Following the Beatles’ break-up in April 1970, John Lennon and his wife Yoko Ono undertook primal therapy with the guidance of Arthur Janov for four weeks at his London offices, before the three flew to Los Angeles to continue the therapy for four months. Janov’s therapy technique emphasised emotionally reliving repressed childhood traumas rather than analytical discussion.

The level of his pain was enormous […] He was almost completely nonfunctional. He couldn’t leave the house, he could hardly leave his room. […] This was someone the whole world adored, and it didn’t change a thing. At the center of all that fame and wealth and adulation was just a lonely little kid.
– Arthur Janov, on Lennon’s psychological state

In July 1970, Lennon started to record demos of songs he wrote that would show up on John Lennon/Plastic Ono Band, and on one particular day, the 26th, Lennon recorded numerous demos of his song “God”, which features the line “I don’t believe in Beatles”. Lennon’s therapy was never completed due to the expiry of his US visa. With the experience he received from the therapy, he was able to channel his emotions into an album’s worth of self-revelatory material.

God:

….I don’t believe in Zimmerman
I don’t believe in Beatles
I just believe in me
Yoko and me
And that’s reality

Lennon’s experience in primal therapy strongly influenced both the lyrical content of the album, pushing him toward themes of child-parent relationships and psychological suffering, and the simple yet intense style of the album’s music. Throughout the album Lennon touches on many personal issues: his abandonment by his parents, in “Mother”; the means by which young people are made into soldiers, in “Working Class Hero”; a reminder that, despite his rage and pain, Lennon still embraces “Love”; and “God”, a renunciation of external saviours. In the piano-driven climax of “God,” after listing a handful of “idols” he does not believe in, including Jesus, Hitler, Elvis, Zimmerman (Bob Dylan), and Beatles, Lennon proclaims that he believes only in himself and Ono.

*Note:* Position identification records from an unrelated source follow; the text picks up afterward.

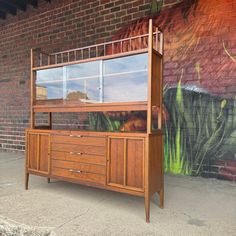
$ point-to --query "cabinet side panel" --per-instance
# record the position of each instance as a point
(156, 162)
(135, 157)
(44, 150)
(32, 151)
(116, 161)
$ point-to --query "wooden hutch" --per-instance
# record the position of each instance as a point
(123, 75)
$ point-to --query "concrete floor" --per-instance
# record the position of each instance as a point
(193, 206)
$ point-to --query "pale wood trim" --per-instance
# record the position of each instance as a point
(149, 104)
(125, 162)
(135, 52)
(38, 151)
(32, 89)
(94, 133)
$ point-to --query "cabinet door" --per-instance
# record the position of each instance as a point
(126, 162)
(38, 146)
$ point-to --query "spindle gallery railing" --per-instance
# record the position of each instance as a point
(121, 46)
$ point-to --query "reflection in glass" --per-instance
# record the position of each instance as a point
(125, 79)
(81, 70)
(126, 88)
(49, 84)
(126, 64)
(121, 79)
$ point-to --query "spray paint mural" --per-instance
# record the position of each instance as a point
(200, 87)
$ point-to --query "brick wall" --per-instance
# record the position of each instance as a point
(53, 26)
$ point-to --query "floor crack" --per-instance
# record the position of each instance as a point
(73, 218)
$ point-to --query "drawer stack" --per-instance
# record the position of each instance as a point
(79, 157)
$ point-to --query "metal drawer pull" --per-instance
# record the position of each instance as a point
(77, 136)
(76, 171)
(76, 153)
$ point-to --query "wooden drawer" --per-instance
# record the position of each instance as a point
(84, 158)
(83, 167)
(78, 149)
(83, 176)
(79, 139)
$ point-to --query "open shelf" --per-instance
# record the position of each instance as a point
(98, 107)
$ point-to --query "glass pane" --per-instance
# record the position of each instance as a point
(93, 90)
(49, 84)
(75, 91)
(126, 79)
(83, 84)
(126, 64)
(82, 70)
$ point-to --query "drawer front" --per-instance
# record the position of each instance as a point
(83, 176)
(83, 167)
(78, 149)
(79, 139)
(84, 158)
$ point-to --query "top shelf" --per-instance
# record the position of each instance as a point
(112, 49)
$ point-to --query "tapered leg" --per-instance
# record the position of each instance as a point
(26, 181)
(147, 208)
(161, 198)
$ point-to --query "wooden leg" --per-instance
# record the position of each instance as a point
(161, 198)
(26, 181)
(147, 208)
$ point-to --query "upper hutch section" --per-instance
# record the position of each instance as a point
(102, 77)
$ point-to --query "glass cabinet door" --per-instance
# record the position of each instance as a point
(49, 84)
(83, 82)
(125, 79)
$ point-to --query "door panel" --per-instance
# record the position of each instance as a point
(32, 151)
(44, 153)
(38, 145)
(126, 162)
(135, 153)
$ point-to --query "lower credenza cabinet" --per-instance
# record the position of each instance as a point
(38, 152)
(126, 163)
(113, 161)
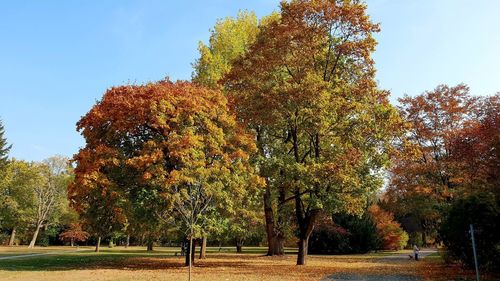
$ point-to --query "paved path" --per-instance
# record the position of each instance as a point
(41, 254)
(397, 258)
(365, 277)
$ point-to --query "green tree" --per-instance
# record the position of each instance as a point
(4, 148)
(482, 210)
(50, 193)
(16, 195)
(307, 89)
(229, 39)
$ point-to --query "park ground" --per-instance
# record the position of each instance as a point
(134, 263)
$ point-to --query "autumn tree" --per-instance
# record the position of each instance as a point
(423, 175)
(475, 150)
(306, 87)
(175, 142)
(392, 236)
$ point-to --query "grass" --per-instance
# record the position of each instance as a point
(135, 263)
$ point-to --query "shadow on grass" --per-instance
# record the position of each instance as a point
(89, 261)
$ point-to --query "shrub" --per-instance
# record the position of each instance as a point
(345, 235)
(482, 211)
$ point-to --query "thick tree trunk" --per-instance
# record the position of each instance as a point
(306, 219)
(12, 237)
(98, 244)
(275, 239)
(268, 214)
(35, 235)
(203, 248)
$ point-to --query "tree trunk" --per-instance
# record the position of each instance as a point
(35, 235)
(203, 248)
(306, 220)
(268, 214)
(12, 237)
(279, 245)
(98, 244)
(190, 260)
(301, 256)
(190, 252)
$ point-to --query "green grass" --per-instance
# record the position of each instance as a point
(85, 258)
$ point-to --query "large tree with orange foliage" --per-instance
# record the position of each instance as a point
(307, 89)
(162, 148)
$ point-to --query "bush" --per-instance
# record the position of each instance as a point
(347, 235)
(482, 211)
(392, 236)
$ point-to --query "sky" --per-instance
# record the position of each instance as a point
(57, 58)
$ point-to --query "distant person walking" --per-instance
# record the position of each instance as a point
(416, 251)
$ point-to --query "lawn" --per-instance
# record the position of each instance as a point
(134, 263)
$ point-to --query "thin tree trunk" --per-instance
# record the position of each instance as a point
(98, 244)
(269, 216)
(279, 245)
(239, 246)
(35, 235)
(203, 248)
(301, 257)
(191, 250)
(12, 237)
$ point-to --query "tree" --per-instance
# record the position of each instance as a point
(4, 148)
(16, 195)
(392, 236)
(481, 210)
(424, 178)
(50, 192)
(306, 87)
(475, 150)
(229, 40)
(176, 141)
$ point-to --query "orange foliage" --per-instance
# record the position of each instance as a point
(392, 235)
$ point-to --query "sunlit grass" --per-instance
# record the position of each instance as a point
(135, 263)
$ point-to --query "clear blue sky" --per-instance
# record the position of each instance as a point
(58, 57)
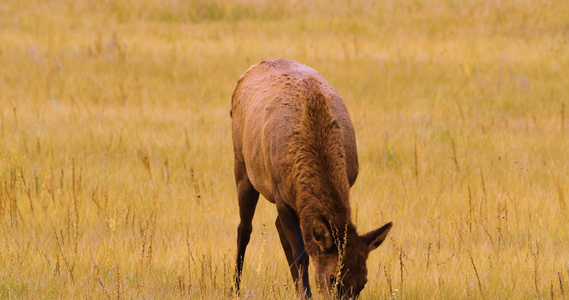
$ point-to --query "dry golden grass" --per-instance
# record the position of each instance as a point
(116, 157)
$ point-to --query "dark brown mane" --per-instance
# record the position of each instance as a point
(294, 143)
(318, 165)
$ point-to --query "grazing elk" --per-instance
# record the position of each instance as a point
(294, 144)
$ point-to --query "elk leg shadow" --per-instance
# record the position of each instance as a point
(248, 197)
(290, 226)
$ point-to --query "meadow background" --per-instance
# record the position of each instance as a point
(116, 158)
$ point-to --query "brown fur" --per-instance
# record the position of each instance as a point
(294, 143)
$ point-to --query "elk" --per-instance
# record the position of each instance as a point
(294, 143)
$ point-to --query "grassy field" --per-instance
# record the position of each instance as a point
(116, 158)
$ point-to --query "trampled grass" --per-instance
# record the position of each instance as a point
(116, 154)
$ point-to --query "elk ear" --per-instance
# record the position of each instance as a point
(374, 238)
(322, 234)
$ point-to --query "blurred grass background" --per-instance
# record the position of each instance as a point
(116, 154)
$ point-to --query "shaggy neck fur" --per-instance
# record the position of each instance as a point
(318, 171)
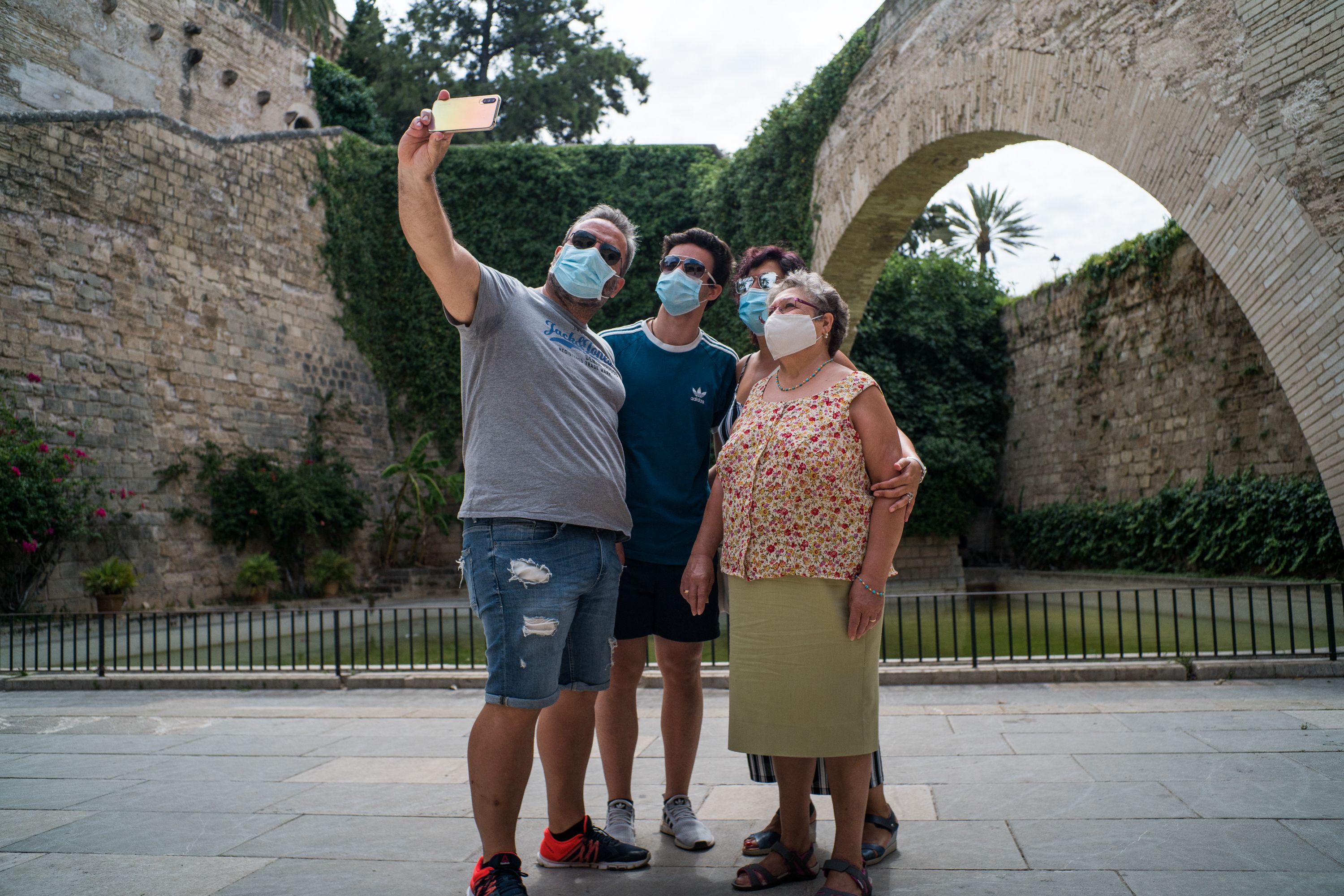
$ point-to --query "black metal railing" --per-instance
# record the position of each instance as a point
(1300, 620)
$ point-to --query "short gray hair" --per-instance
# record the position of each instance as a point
(623, 223)
(822, 295)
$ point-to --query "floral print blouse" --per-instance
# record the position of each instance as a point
(796, 497)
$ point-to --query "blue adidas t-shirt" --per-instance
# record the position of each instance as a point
(674, 398)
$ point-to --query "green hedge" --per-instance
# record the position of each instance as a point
(930, 336)
(1236, 526)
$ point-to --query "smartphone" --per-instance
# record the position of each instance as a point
(463, 115)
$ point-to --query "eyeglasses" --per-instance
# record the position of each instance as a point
(788, 304)
(691, 266)
(609, 253)
(764, 281)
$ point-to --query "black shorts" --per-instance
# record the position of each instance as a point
(651, 602)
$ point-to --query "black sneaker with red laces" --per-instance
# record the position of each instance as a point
(500, 876)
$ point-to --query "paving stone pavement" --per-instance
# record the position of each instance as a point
(1125, 789)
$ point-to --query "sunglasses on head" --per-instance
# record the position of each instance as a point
(788, 304)
(609, 253)
(691, 266)
(764, 281)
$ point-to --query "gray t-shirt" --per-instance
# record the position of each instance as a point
(541, 395)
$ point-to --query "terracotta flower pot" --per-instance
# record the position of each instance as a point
(111, 602)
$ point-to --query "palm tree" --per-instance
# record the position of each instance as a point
(995, 223)
(425, 489)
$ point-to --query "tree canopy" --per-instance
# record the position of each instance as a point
(930, 336)
(549, 60)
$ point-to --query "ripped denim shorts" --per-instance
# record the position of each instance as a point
(546, 594)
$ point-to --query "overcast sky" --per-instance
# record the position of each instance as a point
(717, 66)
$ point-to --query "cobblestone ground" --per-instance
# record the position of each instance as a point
(1146, 789)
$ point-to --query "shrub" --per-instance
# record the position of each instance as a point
(330, 566)
(258, 571)
(49, 500)
(111, 577)
(1241, 524)
(764, 193)
(930, 336)
(343, 100)
(291, 507)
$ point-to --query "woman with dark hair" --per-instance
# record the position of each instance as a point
(808, 551)
(760, 268)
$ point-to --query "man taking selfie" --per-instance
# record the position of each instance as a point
(543, 511)
(679, 385)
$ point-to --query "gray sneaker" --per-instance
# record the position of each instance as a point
(679, 823)
(620, 820)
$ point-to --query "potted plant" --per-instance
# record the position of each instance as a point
(331, 573)
(256, 575)
(109, 583)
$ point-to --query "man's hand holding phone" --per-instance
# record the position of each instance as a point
(421, 150)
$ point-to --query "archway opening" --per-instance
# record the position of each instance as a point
(1129, 331)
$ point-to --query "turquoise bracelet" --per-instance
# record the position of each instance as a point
(859, 579)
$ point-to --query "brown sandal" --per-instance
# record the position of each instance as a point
(861, 876)
(796, 867)
(764, 841)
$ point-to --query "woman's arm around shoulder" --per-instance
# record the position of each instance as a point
(881, 442)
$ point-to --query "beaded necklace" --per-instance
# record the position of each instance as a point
(789, 389)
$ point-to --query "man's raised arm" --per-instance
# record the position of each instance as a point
(455, 274)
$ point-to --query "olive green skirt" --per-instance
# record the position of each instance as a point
(799, 687)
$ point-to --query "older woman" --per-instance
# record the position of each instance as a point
(758, 270)
(807, 550)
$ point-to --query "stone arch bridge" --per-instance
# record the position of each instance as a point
(1229, 112)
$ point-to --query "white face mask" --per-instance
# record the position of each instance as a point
(789, 334)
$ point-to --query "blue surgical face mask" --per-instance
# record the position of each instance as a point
(752, 309)
(581, 272)
(679, 292)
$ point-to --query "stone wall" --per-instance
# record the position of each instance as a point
(1229, 112)
(167, 288)
(926, 565)
(70, 56)
(1170, 378)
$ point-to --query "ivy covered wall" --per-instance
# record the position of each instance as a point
(511, 205)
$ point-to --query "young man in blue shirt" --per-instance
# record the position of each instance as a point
(679, 383)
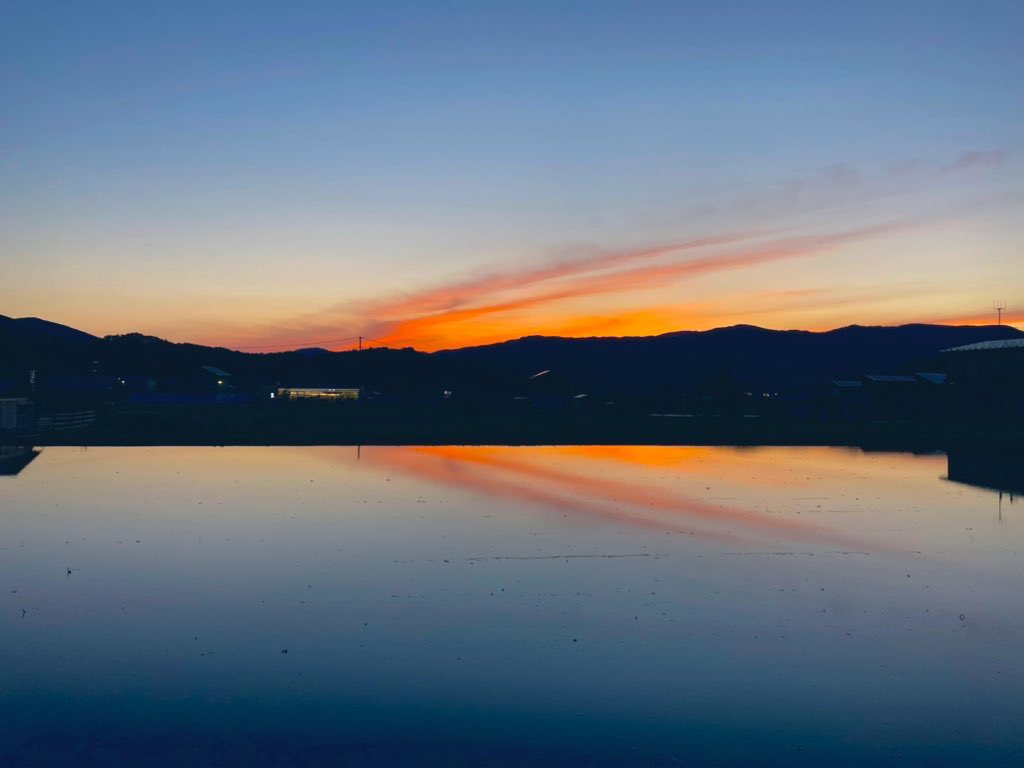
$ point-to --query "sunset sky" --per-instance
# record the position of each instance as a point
(278, 175)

Also known as the “primal scream” album, referring to the painful therapy that gave rise to its songs, Plastic Ono Band was John Lennon’s first proper solo album and rock & roll’s most self-revelatory recording. Lennon attacks and ­denies idols and icons, including his own former band (“I don’t believe in Beatles,” he sings in “God”), to hit a pure, raw core of confession that, in its echo-drenched, garage-rock crudity, is years ahead of punk. He deals with childhood loss in “Mother” and skirts blasphemy in “Working Class Hero”: “You’re still fucking peasants as far as I can see.” But consigning Sixties dreams to the rubbish bin, there’s also room for a fragile sense of possibility (see “Hold On”). Plastic Ono Band is the sound of Year Zero.
~rollingstone.com

Reception:

John Lennon/Plastic Ono Band was received with high critical praise upon release. Critic Greil Marcus remarked, “John’s singing in the last verse of ‘God’ may be the finest in all of rock.” In early 1971, the album reached number eight on the UK and went to number six in the US, spending eighteen weeks in the Top 100. The album was particularly successful in the Netherlands, knocking George Harrison’s blockbuster All Things Must Pass from the top of the chart and remaining at number one for seven consecutive weeks.

John Lennon/Plastic Ono Band is generally considered one of Lennon’s finest solo albums. In 2000, Q placed John Lennon/Plastic Ono Band at number 62 in its list of the 100 Greatest British Albums Ever. In 1987, the album was ranked fourth on Rolling Stone’s list of the 100 best albums of the period 1967–87, and in 2003, it was placed at number 22 in the magazine’s list of the 500 Greatest Albums of All Time. In 2006, the album was placed by Pitchfork Media at number 60 of its Top 100 Albums of the 1970s. In 2006, the album was chosen by Time as one of the 100 best albums of all time.